We will modify our earlier code to read the table (which we put into a file), and compute the integral.
# My Tabular Integration
# Integrate a table of values using Trapezoidal Panels
xy = [] # null list to store the lines
x = [] # a null list for the first column
y = [] # a null list for the second column
Afile = open("MyTableOfData.txt","r") # open a connection to the file; set to "read"
# read using a for loop, exit when at end of file and report line count
how_many_lines = 0 # start our counter!
for line in Afile:
print(line,end="")
xy.append([str(n) for n in line.strip().split()]) # append line to xy, split the line on whitespace, strip out whitespace
how_many_lines += 1
Afile.close() # disconnect from the file
print("\nFile has ",how_many_lines," records (lines)")
print("The list is: ",end="")
print(xy) # the list
for pair in xy: # parse into x and y
x.append(float(pair[0]))
y.append(float(pair[1]))
# verify parsed
for i in range (0,how_many_lines,1):
print("x = ",x[i]," y = ",y[i])
# now the actual integration
accumulated_area = 0 # an accumulator
for i in range(0,how_many_lines-1,1): #index stops at n-1 things because each panel evaluated at both ends
delta_x = x[i+1]-x[i]
height =(y[i+1]+y[i])/2.0
accumulated_area += height*delta_x
print("Area = ",accumulated_area) # report the result
1.0 1.543
1.1 1.668
1.2 1.811
1.3 1.971
1.4 2.151
1.5 2.352
1.6 2.577
1.7 2.828
1.8 3.107
File has 9 records (lines)
The list is: [['1.0', '1.543'], ['1.1', '1.668'], ['1.2', '1.811'], ['1.3', '1.971'], ['1.4', '2.151'], ['1.5', '2.352'], ['1.6', '2.577'], ['1.7', '2.828'], ['1.8', '3.107']]
x = 1.0 y = 1.543
x = 1.1 y = 1.668
x = 1.2 y = 1.811
x = 1.3 y = 1.971
x = 1.4 y = 2.151
x = 1.5 y = 2.352
x = 1.6 y = 2.577
x = 1.7 y = 2.828
x = 1.8 y = 3.107
Area = 1.7683000000000002
Cool, it seems to work – now tidy the code a bit by suppressing extra outputs
# My Tabular Integration
# Integrate a table of values using Trapezoidal Panels
xy = [] # null list to store the lines
x = [] # a null list for the first column
y = [] # a null list for the second column
Afile = open("MyTableOfData.txt","r") # open a connection to the file; set to "read"
# read using a for loop, exit when at end of file and report line count
how_many_lines = 0 # start our counter!
for line in Afile:
##print(line,end="")
xy.append([str(n) for n in line.strip().split()]) # append line to xy, split the line on whitespace, strip out whitespace
how_many_lines += 1
Afile.close() # disconnect from the file
print("\nRecords read =: ",how_many_lines)

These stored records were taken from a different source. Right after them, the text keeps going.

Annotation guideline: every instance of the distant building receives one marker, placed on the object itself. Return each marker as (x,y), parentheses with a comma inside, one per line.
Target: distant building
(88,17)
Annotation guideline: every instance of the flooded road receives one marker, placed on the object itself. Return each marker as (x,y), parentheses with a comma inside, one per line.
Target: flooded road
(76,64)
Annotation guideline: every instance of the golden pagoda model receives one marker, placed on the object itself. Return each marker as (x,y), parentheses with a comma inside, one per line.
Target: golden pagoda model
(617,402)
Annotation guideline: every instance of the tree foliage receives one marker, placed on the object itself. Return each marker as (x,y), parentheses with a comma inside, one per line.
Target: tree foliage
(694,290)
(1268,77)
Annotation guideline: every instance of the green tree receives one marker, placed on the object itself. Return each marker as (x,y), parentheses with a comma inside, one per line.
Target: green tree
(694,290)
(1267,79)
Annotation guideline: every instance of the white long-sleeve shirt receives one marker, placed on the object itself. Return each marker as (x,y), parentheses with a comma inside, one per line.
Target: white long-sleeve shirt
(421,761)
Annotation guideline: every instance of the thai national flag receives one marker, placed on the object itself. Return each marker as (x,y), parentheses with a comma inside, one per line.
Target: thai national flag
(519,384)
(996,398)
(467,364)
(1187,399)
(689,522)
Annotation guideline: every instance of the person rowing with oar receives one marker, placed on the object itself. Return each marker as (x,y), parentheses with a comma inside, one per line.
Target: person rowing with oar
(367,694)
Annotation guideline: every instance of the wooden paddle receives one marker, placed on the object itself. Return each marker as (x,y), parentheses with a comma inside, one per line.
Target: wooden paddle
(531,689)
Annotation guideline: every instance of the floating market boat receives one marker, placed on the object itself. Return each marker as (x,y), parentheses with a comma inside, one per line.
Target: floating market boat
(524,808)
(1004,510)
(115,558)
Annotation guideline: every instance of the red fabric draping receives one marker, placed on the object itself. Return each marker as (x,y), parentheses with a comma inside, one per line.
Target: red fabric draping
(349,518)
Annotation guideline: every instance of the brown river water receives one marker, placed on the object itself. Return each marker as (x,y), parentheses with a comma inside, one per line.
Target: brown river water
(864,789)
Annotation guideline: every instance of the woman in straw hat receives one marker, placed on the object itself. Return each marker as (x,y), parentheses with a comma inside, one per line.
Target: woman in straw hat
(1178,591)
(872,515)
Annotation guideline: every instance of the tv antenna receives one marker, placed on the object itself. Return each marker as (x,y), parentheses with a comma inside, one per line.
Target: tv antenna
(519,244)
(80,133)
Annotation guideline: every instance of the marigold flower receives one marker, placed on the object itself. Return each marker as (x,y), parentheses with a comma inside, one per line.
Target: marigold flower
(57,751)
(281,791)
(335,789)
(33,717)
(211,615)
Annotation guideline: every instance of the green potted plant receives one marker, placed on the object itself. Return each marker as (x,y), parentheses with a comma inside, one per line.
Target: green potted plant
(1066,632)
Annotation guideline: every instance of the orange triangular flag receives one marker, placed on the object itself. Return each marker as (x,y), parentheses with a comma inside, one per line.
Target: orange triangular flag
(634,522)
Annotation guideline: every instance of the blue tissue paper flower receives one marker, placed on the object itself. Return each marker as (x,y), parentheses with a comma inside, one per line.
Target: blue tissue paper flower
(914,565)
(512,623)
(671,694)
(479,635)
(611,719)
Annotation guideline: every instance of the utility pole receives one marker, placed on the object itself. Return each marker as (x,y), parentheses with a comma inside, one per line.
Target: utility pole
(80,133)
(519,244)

##print("The list is: ",end="")
##print(xy) # the list
for pair in xy: # parse into x and y
x.append(float(pair[0]))
y.append(float(pair[1]))
# verify parsed
for i in range (0,how_many_lines,1):
print("x = ",x[i]," y = ",y[i])
# now the actual integration
accumulated_area = 0 # an accumulator
for i in range(0,how_many_lines-1,1): #index stops at n-1 things because each panel evaluated at both ends
delta_x = x[i+1]-x[i]
height =(y[i+1]+y[i])/2.0
accumulated_area += height*delta_x
print("Area = ",accumulated_area) # report the result
Records read =: 9
x = 1.0 y = 1.543
x = 1.1 y = 1.668
x = 1.2 y = 1.811
x = 1.3 y = 1.971
x = 1.4 y = 2.151
x = 1.5 y = 2.352
x = 1.6 y = 2.577
x = 1.7 y = 2.828
x = 1.8 y = 3.107
Area = 1.7683000000000002
Realistically the only other simple integration method for tabular data is the rectangular rule, either using the left edge of a panel or the right edge of a panel (and I suppose you could do both and average the result which would be the trapezoidal method).